- Indian Rheumatology association
Kavita Krishna MD, DNB, Post-doc Fellowship in Rheumatology, EULAR(cert), GSMC-FAIMER
Professor & Head, Department of Clinical Immunology & Rheumatology
Bharati Vidyapeeth University Medical College & Hospital, Pune, India
The term “lupus,” Latin for “wolf,” first appeared around 850 AD to describe lesions thought to resemble wolf bites. Initially used broadly for ulcerative diseases, it became more specific in the 13th century when Rogerius described erosive facial lesions as lupus. The true turning point in the history of lupus occurred at the beginning of the 19th century when the distinction between lupus vulgaris (skin tuberculosis) and cutaneous lupus in its modern sense emerged slowly. Major subsequent contributions from Kaposi, Sequiera Balean, and Osler. In the 19th century, key figures like Robert Willan, Thomas Bateman, and Moriz Kaposi refined lupus classifications. Cazenave introduced “lupus érythémateux” in 1850.
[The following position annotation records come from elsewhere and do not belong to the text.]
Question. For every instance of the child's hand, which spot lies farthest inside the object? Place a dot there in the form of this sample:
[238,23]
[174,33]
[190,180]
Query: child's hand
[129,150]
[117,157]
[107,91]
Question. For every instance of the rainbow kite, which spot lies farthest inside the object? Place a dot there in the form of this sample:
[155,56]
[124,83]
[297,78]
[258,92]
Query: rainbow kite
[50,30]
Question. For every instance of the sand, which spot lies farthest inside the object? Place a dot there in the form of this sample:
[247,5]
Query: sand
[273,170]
During the neoclassical era (1872-1948) – Kaposi described the ‘butterfly rash’ in 1872; and identified discoid lupus as a separate entity in 1875. He first identified lupus erythematosus as potentially systemic, with severe symptoms beyond skin lesions – arthritis, nephritis, and central nervous system involvement. He distinguished between discoid and systemic forms. By 1904, Osler and Jadassohn confirmed the systemic nature of lupus. Subsequent studies, including those by Kemperer in 1941, identified additional systemic manifestations like Libman-Sacks endocarditis and wire-loop lesions in individuals with glomerulonephritis, leading to the concept of “collagen vascular disease.”
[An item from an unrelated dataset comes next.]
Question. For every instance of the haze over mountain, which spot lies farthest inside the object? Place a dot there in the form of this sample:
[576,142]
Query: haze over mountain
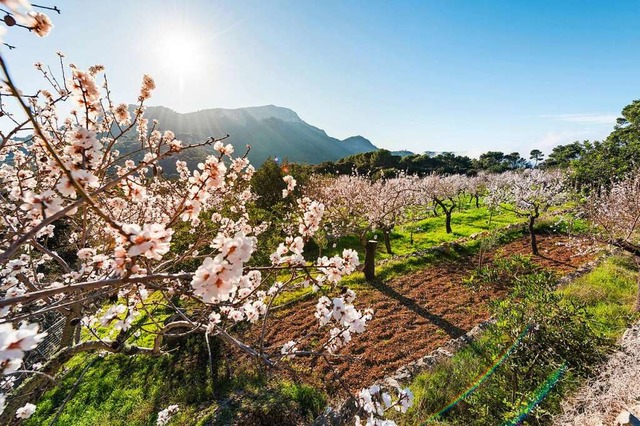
[271,131]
The American College of Rheumatology (ACR) established SLE classification criteria in 1971, revising them in 1982 and 1997. The Systemic Lupus International Collaborating Clinics (SLICC) updated these criteria in 2012. Over 40 years, immunological parameters and autoantibodies were incorporated, refining the criteria’s specificity. While the spectrum of manifestations remained similar, their weight adjusted. The EULAR/ACR 2019 criteria, evaluated broadly, now serve as the standard for randomized controlled clinical trials, emphasizing specificity and differential diagnosis.
The modern era of lupus research began with the discovery of LE cells by Hargraves in 1948, followed by the identification of antinuclear antibodies (ANAs) by Miescher in 1954 and the recognition of DNA as a key ANA target by Seligman in 1957. These discoveries revolutionized lupus diagnosis and treatment, especially with the introduction of cortisone. In the 1950s, advances included the biologic false-positive syphilis test and immunofluorescent ANA testing. The development of animal models, such as NZB/NZW mouse, and recognition of genetic predispositions further advanced the understanding of lupus pathogenesis and treatment.
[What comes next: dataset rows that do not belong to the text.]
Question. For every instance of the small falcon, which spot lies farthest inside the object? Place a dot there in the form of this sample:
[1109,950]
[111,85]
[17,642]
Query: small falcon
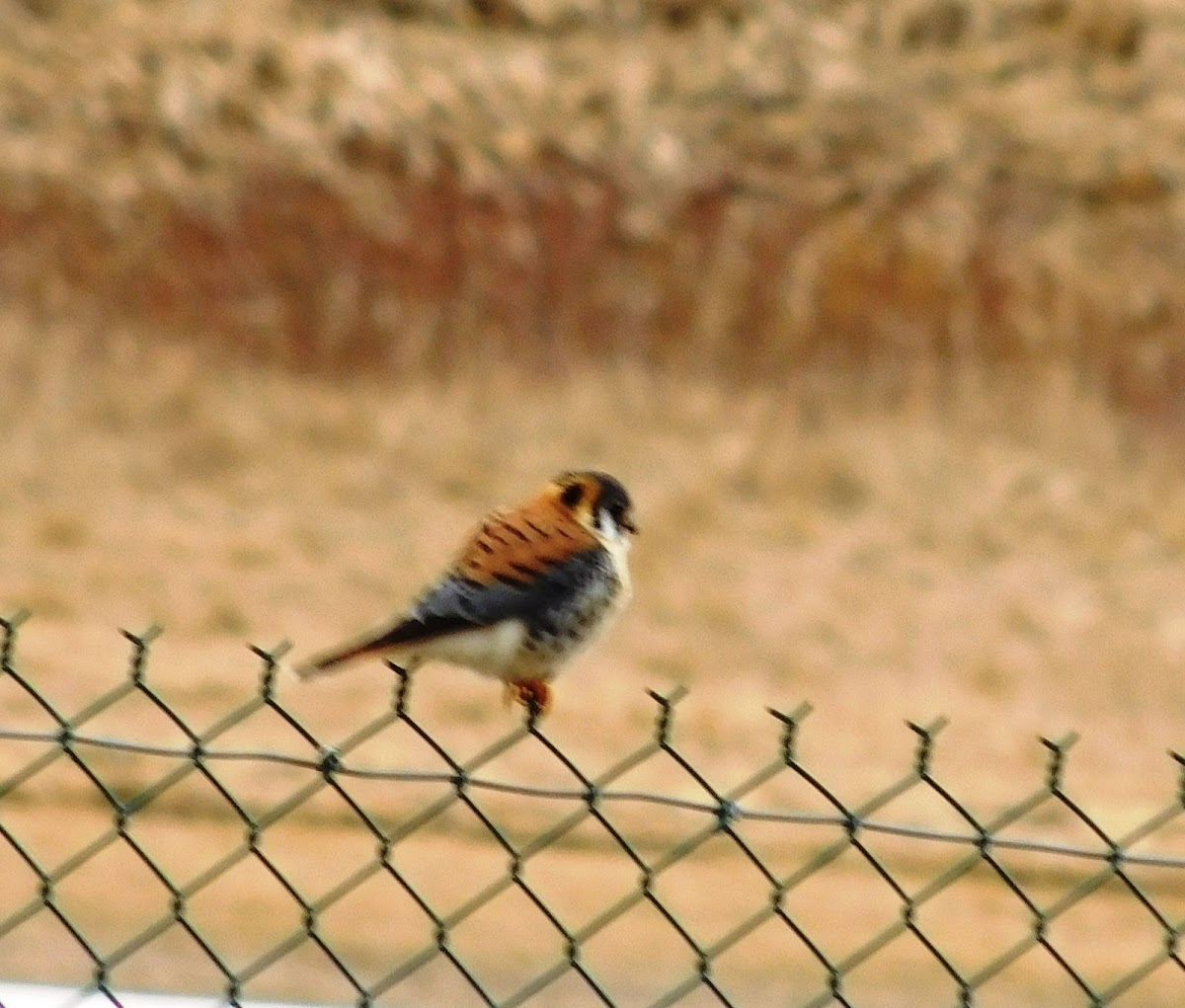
[531,587]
The history of SLE therapy spans from medieval cauterization to modern biologics. Early treatments included radium and UV light. Significant advances began with quinine for lupus in 1894, followed by corticosteroids in the 1950s, which revolutionised treatment. Immunosuppressants like azathioprine and cyclophosphamide emerged in the 1960s, and mycophenolate mofetil was introduced in the 1980s. After the variable success of Cyclosporin in 1981, the arrival of Tacrolimus (2011) and Voclosporin (2021) looks promising in the treatment of lupus nephritis. The first biologic, rituximab, targeted B-cells, but it was belimumab, approved in 2011, that became the first drug specifically developed and approved for SLE. With the arrival of Anifrolumab(2021), CAR-T cell therapy, ongoing trials on deucravacitinib, and new biologics and therapies, we are hopefully moving closer to a cure.